Many private clients ask us whether it makes sense to own a home in a single-member limited  liability company (LLC), rather than, say, in their revocable trust or in their individual names.  (In community property states, a single-member LLC includes an LLC owned by a married  couple or by a revocable trust that, in each case, elects to be treated as a disregarded entity  for federal tax purposes.) While holding a home in an LLC creates some administrative burdens  and additional costs, it also offers several benefits.

Benefits of LLC Structure

Privacy. Home ownership in an LLC provides a layer of anonymity that many of our private  clients desire. In order to maximize this confidentiality, the name of the LLC should be generic,  and the address of the LLC and agent for service of process, both of which are available in the  public records, should not be easily traceable to the individual member. In addition, in some  jurisdictions, such as California, the name of the manager of the LLC (or if no manager, the name  of each of the members of the LLC) must be included in a Statement of Information filed with  the Secretary of State, which is also publicly available. (Delaware has no such requirement.)  Some private clients will appoint a trusted individual or family member with a different surname  as manager of the LLC to further shield the name of the ultimate owner. (The LLC operating  agreement can be drafted to minimize the manager’s powers and to allow the member to  remove the manager at any time and without cause.) For privacy purposes, it is better to own  a house in the name of the LLC from the date it is acquired, rather than transferring it into  an LLC later, because the deed transferring the property from an individual into the LLC is  a public record. Finally, it should be noted that a client’s revocable trust can be the member  of an LLC, and thus, upon the client’s death, the LLC interest would pass outside of probate  thereby providing an additional layer of privacy.

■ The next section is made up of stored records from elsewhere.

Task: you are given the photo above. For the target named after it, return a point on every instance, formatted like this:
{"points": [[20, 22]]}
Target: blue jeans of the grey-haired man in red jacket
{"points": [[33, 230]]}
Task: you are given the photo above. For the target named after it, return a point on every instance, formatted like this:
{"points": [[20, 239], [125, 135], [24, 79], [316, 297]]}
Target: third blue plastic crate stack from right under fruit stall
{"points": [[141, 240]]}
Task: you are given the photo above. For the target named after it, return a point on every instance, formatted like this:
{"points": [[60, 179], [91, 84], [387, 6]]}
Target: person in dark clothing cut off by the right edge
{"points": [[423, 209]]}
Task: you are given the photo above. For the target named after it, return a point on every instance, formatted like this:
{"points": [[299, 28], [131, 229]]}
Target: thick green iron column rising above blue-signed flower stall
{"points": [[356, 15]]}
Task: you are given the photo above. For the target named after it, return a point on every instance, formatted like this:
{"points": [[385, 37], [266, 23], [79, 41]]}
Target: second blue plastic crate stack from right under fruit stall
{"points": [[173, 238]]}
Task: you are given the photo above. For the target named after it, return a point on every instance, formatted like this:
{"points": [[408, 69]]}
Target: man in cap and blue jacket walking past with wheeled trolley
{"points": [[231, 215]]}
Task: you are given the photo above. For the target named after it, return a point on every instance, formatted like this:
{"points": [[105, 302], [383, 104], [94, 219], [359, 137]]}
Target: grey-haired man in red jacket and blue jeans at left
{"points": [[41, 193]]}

Gifting. Once a home is owned in an LLC, it may be advantageous for gift tax purposes  to convey minority membership interests in the LLC to family members. Gifts of minority  membership interests in an LLC can be discounted for valuation purposes, thus allowing the  gifting party to minimize use of his or her gift and estate tax exemption amount. This should be  coordinated with a trust and estates attorney and CPA and will require appraisals and potentially  a lease agreement whereby the LLC leases the house to the majority member (assuming that  member is occupying the house).

One other consideration in California is that Proposition 58, which excludes from property tax  reassessment transfers of primary residences between parents and children, would not apply  to transfers of LLC interests. Therefore, prior to gifting an LLC interest, the client must consider whether the gift would trigger a reassessment of the house.  (Typically, assuming the property was originally acquired by  the LLC, if the transfer does not result in a change of control  of the LLC, it would not trigger reassessment. If after acquiring  the property the client later contributed it to an LLC, however,  cumulative transfers of more than 50% of the LLC interests  would result in reassessment, regardless of whether there was  a change in control.) If a client wishes to use the Proposition 58  exception in the future, the LLC may convey the property back  to the client without triggering a reassessment of the house (or  any transfer tax), and, thereafter, the client may transfer the  property to the child.

Limited Liability. As a general rule, and befitting the name,  an LLC’s members (i.e., owners) do not have personal liability  for the obligations of the LLC. Thus, home ownership in an LLC  may protect an individual from certain catastrophic liabilities  that may not always be covered (or fully covered) by ordinary  homeowner’s insurance. To preserve this protection, however,  it is important to maintain and respect the separateness of  the LLC entity. Hence, the LLC should have a separate bank  account from which all property related expenses (property  taxes, mortgage, insurance, utilities, repairs, improvements,  etc.) should be paid. In addition, all utility accounts should  be opened in the LLC’s name. Finally, the LLC should be  adequately capitalized, taking into account the value and  expenses associated with the home.

Other Issues

Title Insurance. Generally, a more robust form of title insurance  is available to individuals purchasing single family homes. Most  title companies will allow a single member LLC to obtain such  coverage as well, but it is important to confirm this with the title  company when purchasing the property. In some cases, a title  endorsement (available at a nominal cost) may be required.   Furthermore, a client that acquires a house in his individual or  trust capacity and later contributes the home to a single member  LLC should check his or her title policy to make sure it remains in effect following the transfer.

Home Loans.  Some  mor tgage  lenders  may  be  leer y  of  the LLC structure, preferring to loan to an individual. In our  experience, this is becoming less of an issue, with private  banking departments becoming more and more comfortable  with this structure.

Taxes/Costs. A single member LLC is typically a pass-through  entity and is disregarded for federal income tax purposes.  Some states, however, require that LLCs pay an annual  minimum tax or fee ($800 in California; $300 in Delaware).  California also imposes a gross receipts tax on LLCs, (which  caps out at $11,790 for gross receipts in excess of $5 million)  which could come into play on the sale of the house. In addition,  a client may incur modest additional accounting fees relating  to the LLC.